The Assimilative Mapping of Ionospheric Electrodynamics (AMIE) model is an inversion technique that ingests data from a wide range of sources to produce a realistic representation of the high latitude electrodynamic state for a given time (Richmond and Kamide, 1988; Richmond, 1992). The data inputs typically include electric fields derived from ion velocities measured using radars and satellites, together with magnetic perturbations from ground- and space-based instruments. Using these data, the distribution of various electrodynamic parameters such as the electric potential and electric field can be derived through the electrodynamic equations.

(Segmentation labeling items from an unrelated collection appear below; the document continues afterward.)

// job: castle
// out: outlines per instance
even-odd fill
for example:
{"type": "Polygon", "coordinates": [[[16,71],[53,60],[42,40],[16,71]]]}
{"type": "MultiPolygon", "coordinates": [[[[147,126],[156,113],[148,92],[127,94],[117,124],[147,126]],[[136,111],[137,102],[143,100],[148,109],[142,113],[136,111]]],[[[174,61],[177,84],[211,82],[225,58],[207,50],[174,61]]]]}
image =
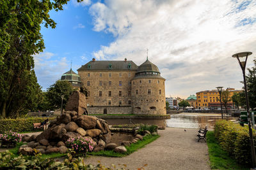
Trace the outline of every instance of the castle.
{"type": "Polygon", "coordinates": [[[126,59],[96,60],[93,58],[77,71],[82,85],[88,90],[89,113],[166,114],[165,79],[148,59],[138,66],[126,59]]]}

The AMIE code is run routinely at ASTRA on a 5-minute cadence, ingesting ground-based magnetometer, SuperDARN, and DMSP E-field data.
IDA4D (Bust et al., 2000; Bust et. al, 2004) is a procedure which combines model output with actual measurement data. The algorithm organizes the data into spatial maps of electron density via an objective analysis technique, based upon three dimensional variational (3DVAR) data assimilation (Daley and Barker, 2001; Daley, 1991). These spatial maps are projected forward in time through a simple electron density continuity equation model, combined with a Gauss-Markov Kalman filter where they are used to initialize the next analysis. IDA4D takes into account data, data error covariances, a background model and the background model error covariances.
IDA4D is able to ingest any available observation of electron density or electron content.